Me: "Can someone cause a property owner legal problems if they discover that the what the property owner thinks are his properties boundares, are not correct by doing an RTK mapping?"

ChatGPT:
"Yes, discovering discrepancies in property boundaries through RTK mapping or any other precise surveying method can indeed lead to legal issues for a property owner. Here’s how this situation might unfold and what it could entail:

  1. Boundary Discrepancies: If RTK mapping reveals that the actual boundaries of a property differ from what is recorded or believed, this could affect the ownership claims over certain parts of the land. For example, a property owner might find out they are encroaching on a neighbor's land, or vice versa.
  2. Disputes and Litigation: Such discrepancies can lead to disputes with neighboring property owners. If these disputes cannot be resolved amicably, they might result in litigation to determine the true property boundaries and the rightful ownership of the disputed land.
  3. Title Issues: Inaccurate boundaries can also complicate matters related to the property's title. Potential issues might arise during the process of selling the property, refinancing a mortgage, or obtaining title insurance.
  4. Regulatory Compliance: If the actual boundaries place a property owner in violation of local zoning laws, building codes, or other regulations (e.g., building too close to property lines), the property owner might face legal actions from local government agencies, including fines or orders to alter or remove structures.
  5. Resolution through Re-Survey: To resolve boundary discrepancies, a comprehensive re-survey by a licensed surveyor might be required, and this survey would need to be legally recognized to adjust the official records.
  6. Potential Mediation or Settlement: Before reaching litigation, parties involved might opt for mediation or a negotiated settlement to resolve boundary issues. This can be a more cost-effective and less adversarial process.
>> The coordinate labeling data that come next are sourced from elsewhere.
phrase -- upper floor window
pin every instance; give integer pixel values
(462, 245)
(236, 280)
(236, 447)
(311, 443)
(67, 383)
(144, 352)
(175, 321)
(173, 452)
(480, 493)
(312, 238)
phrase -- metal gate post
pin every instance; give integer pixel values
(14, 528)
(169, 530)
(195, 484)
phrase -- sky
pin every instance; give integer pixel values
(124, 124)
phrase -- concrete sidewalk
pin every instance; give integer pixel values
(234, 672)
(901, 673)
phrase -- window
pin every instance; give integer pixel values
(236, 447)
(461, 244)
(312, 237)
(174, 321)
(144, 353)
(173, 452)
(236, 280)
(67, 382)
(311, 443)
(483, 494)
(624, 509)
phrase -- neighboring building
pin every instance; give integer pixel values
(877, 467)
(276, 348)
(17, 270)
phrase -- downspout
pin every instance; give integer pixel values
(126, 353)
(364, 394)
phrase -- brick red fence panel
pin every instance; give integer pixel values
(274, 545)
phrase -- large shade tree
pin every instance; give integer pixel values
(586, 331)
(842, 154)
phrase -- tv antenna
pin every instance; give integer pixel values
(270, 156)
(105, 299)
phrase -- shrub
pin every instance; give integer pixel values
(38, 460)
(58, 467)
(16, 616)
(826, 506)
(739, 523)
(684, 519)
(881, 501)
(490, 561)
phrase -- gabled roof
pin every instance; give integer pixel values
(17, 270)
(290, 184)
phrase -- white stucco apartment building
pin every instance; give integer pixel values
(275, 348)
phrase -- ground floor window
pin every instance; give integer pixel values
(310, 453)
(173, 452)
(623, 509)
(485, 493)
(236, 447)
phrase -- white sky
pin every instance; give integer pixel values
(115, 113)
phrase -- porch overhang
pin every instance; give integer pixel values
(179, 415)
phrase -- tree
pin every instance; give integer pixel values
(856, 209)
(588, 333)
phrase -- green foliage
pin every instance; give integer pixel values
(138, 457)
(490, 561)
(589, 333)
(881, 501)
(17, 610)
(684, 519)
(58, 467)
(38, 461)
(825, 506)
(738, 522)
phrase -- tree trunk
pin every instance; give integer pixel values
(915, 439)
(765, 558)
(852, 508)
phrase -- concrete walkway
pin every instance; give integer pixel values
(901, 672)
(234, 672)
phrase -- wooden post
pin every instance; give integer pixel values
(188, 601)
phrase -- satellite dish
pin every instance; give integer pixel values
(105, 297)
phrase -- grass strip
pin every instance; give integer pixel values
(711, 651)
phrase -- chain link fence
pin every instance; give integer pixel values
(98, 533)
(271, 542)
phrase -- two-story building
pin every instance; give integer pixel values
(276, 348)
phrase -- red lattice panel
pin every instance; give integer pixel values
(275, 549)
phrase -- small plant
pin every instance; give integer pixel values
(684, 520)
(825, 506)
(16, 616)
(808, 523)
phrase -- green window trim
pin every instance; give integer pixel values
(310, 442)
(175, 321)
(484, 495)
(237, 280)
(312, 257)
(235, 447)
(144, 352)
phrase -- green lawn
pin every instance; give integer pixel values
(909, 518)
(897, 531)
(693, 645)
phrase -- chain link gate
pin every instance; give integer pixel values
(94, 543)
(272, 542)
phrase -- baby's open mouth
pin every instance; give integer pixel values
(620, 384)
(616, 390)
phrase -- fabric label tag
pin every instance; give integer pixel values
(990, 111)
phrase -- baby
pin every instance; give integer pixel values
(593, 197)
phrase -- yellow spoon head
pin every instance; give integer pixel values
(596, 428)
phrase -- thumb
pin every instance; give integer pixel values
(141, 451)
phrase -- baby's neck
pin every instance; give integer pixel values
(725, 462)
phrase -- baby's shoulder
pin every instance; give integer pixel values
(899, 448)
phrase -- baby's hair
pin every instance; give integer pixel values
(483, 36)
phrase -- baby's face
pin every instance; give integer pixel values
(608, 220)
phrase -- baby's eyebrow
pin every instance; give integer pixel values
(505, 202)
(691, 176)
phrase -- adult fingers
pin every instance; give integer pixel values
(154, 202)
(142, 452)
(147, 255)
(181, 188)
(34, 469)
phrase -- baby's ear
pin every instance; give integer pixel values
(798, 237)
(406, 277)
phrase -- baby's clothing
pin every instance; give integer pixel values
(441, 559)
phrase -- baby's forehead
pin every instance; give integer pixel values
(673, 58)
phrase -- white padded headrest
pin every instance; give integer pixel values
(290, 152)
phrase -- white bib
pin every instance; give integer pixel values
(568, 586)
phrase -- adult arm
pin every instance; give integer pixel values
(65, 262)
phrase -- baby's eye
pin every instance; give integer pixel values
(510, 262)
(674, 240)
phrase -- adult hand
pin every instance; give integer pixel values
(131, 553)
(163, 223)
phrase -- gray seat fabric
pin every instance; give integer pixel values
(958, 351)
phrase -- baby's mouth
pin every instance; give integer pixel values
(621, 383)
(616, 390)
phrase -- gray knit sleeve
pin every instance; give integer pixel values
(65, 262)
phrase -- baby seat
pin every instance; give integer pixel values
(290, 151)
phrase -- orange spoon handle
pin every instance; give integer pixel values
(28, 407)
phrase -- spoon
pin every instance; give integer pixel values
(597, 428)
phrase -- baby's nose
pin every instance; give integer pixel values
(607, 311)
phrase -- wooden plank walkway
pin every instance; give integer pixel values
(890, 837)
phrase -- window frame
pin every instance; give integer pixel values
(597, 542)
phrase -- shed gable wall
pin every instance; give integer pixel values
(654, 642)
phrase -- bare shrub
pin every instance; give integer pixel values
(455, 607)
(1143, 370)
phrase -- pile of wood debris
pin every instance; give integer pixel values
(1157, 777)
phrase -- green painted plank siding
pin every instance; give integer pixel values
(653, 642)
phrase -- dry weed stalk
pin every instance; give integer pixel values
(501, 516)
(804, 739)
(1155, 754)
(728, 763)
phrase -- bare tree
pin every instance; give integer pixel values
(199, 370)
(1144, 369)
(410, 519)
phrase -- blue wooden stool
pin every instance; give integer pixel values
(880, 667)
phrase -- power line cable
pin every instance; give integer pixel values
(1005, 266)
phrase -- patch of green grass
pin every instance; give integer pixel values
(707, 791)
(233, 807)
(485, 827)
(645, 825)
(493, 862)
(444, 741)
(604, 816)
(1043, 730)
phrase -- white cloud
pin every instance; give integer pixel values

  7. Adverse Possession: In some cases, if one property owner has been using part of another's property for a long enough period under certain conditions, they may claim ownership through adverse possession, although this is highly dependent on specific state laws.
For property owners involved in such a situation, consulting with a real estate attorney is crucial to understand their rights and obligations, and to determine the best course of action based on the local laws and the specifics of the case."